Cet infortuné Théodoros, quelques années avant sa mort, prit l'habitude de s'enivrer. Jusqu'à trois ou quatre heures après-midi, il était en possession de lui-même et recevait les affaires du jour; mais après sa sieste, invariablement il était ivre. Quant à ses vêtements, ils étaient très-simples: ils se composaient seulement du shama ordinaire, du pantalon en usage dans le pays et d'une chemise blanche à l'européenne, mais pas de chaussure ni de coiffure. Ses cheveux, trop longs pour un Abyssinien, étaient partagés en trois parties qui tombaient sur son cou en trois longues tresses. Vers la fin de sa vie, sa chevelure avait été fort négligée; depuis des mois, elle n'avait pas été tressée. C'était pour témoigner la douleur qu'il ressentait à cause de la méchanceté de son peuple; il ne voulut jamais se laisser enduire les cheveux de beurre, ce qui fait les délices des Abyssiniens. Un jour, il s'excusa de la simplicité de sa toilette. Il nous dit que pendant le peu d'années de paix qui avaient suivi la conquête du pays, il avait l'habitude de paraître en public comme un roi doit le faire; mais depuis qu'il avait été forcé, par le mauvais vouloir de son peuple, à être en guerre constante avec ses sujets, il avait adopté le costume des soldats, comme étant plus en rapport avec sa mauvaise fortune. Cependant, après même que sa chute fut devenue imminente dans plusieurs circonstances, il se montra magnifiquement vêtu d'une chemise et d'un manteau de soie richement brodés, enrichis de velours et chamarrés d'or. Il agissait ainsi, je pense, pour éblouir son peuple. Celui-ci savait qu'il était pauvre, et quoique Théodoros détestât la pompe on elle-même, il désirait laisser cette impression sur ce qui lui restait de compagnons, que, quoique bien déchu, il était toujours—le roi.

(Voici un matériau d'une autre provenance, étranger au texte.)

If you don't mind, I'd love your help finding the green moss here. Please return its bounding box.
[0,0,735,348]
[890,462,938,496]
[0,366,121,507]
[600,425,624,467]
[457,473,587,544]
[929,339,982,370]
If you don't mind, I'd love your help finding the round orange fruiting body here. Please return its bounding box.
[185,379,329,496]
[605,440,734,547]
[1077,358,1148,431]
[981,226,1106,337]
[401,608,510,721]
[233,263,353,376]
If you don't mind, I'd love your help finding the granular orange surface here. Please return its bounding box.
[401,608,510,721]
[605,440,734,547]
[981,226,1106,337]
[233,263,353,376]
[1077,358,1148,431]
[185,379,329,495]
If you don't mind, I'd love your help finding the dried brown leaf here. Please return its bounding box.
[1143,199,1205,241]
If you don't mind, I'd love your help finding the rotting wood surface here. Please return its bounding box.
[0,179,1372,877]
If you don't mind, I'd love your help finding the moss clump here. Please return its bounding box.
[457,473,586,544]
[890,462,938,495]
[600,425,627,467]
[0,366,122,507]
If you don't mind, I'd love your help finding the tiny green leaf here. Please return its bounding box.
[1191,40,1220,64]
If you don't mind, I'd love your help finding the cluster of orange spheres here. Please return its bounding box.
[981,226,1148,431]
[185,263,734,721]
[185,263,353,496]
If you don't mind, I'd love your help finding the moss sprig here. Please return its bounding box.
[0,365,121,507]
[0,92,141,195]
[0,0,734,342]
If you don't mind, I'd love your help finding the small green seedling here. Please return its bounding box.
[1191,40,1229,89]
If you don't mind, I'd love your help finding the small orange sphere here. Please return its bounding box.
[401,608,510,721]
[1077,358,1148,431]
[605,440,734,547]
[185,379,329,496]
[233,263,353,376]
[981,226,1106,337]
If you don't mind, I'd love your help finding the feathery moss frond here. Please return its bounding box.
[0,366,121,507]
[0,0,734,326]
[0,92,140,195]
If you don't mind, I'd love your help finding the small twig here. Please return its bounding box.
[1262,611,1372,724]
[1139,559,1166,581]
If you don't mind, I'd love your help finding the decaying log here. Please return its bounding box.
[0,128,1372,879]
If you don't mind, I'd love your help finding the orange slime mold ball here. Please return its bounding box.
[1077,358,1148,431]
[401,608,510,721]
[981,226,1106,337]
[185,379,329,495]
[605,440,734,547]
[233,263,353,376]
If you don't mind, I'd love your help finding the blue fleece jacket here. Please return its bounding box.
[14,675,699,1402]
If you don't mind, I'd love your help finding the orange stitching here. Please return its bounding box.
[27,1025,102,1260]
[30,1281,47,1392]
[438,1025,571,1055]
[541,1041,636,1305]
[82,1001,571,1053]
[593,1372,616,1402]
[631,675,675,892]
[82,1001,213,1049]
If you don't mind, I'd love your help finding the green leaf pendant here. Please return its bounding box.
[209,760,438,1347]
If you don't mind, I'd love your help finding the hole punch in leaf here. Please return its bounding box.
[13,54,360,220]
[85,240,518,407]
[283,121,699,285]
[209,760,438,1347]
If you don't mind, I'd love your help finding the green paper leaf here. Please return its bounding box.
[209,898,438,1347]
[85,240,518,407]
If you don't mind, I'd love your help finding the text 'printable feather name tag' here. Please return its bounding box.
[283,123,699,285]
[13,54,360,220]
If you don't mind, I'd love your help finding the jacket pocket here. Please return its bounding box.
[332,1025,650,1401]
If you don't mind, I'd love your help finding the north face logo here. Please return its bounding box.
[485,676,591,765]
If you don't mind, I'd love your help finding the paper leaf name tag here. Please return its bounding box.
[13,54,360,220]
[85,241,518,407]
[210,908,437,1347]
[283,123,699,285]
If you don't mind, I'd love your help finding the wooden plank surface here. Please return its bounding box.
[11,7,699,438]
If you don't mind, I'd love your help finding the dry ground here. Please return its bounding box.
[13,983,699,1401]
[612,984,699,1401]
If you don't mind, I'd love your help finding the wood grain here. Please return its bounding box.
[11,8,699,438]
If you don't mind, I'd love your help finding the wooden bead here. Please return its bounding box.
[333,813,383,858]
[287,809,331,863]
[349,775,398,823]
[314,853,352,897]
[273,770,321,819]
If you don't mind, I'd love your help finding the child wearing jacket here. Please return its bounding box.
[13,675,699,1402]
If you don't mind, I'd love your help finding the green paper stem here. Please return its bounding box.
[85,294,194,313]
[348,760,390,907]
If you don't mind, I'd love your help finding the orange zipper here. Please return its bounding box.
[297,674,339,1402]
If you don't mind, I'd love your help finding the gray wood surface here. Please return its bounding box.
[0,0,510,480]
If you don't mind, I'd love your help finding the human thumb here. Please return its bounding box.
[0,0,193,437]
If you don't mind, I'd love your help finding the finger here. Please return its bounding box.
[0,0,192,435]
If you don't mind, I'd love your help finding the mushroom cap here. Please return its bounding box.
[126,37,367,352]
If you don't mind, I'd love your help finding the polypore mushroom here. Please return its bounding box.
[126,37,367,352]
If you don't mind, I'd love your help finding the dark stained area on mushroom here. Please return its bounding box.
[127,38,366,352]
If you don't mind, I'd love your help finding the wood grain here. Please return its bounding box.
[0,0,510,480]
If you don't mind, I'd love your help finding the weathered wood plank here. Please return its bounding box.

Tout le temps que vécut sa première femme, Théodoros non-seulement eut une conduite exemplaire, mais il ne souffrit jamais qu'aucun des officiers de sa maison ni des chefs qui étaient auprès de lui vécussent dans le concubinage. Un jour, au commencement de 1860, Théodoros aperçut, dans une église, une belle jeune fille, priant silencieusement sa patronne, la Vierge Marie. Frappé de sa modestie et de sa beauté, il s'enquit d'elle et apprit qu'elle était la fille unique de Dejatch Oubié, prince du Tigré, son ancien rival, qu'il avait détrôné et qui était en ce moment son prisonnier. Il demanda sa main et reçut un refus poli. La jeune fille désirait se retirer dans un couvent et se consacrer au service de Dieu. Théodoros n'était pas un homme à se laisser facilement contrarier dans ses désirs. Il proposa à Oubié de le mettre en liberté, à la seule condition qu'il le retiendrait comme officier, et que le prince userait de son influence pour décider sa fille à accepter la main de Théodoros. A la fin, Waizero Terunish (tu es pure) se sacrifia pour le bien de son vieux père, et accepta la main d'un homme qu'elle ne pouvait pas aimer. Cette union fut malheureuse; Théodoros, à son grand désappointement, ne trouva pas, dans cette seconde femme, la fervente affection, l'aveugle dévouement qu'il avait rencontré dans la compagne de sa jeunesse. Waizero Terunish était fière, et elle considéra toujours son mari comme un parvenu. Elle ne lui témoigna jamais ni respect ni affection. Théodoros, ainsi qu'il en avait l'habitude du vivant de sa première femme, se retirait toutes les après-midi, lorsqu'il était ennuyé et fatigué, dans la tente de la reine, mais il n'y trouva pas un cordial accueil. Le regard de sa femme était froid et plein d'arrogance, et elle alla jusqu'à le recevoir sans la courtoisie ordinaire due à son rang. Un jour même elle eut l'air de ne pas l'apercevoir, ne lui offrit pas de siège, et lorsqu'il s'informa de sa santé, elle ne daigna pas lui répondre. Elle tenait, en ce moment, un livre de Psaumes dans ses mains, et lorsque Théodoros lui demanda pourquoi elle ne lui répondait pas, elle répliqua avec calme et sans détourner les yeux de dessus son livre: «Parce que je suis en conversation avec un homme bien plus grand et bien meilleur que vous, le pieux roi David.»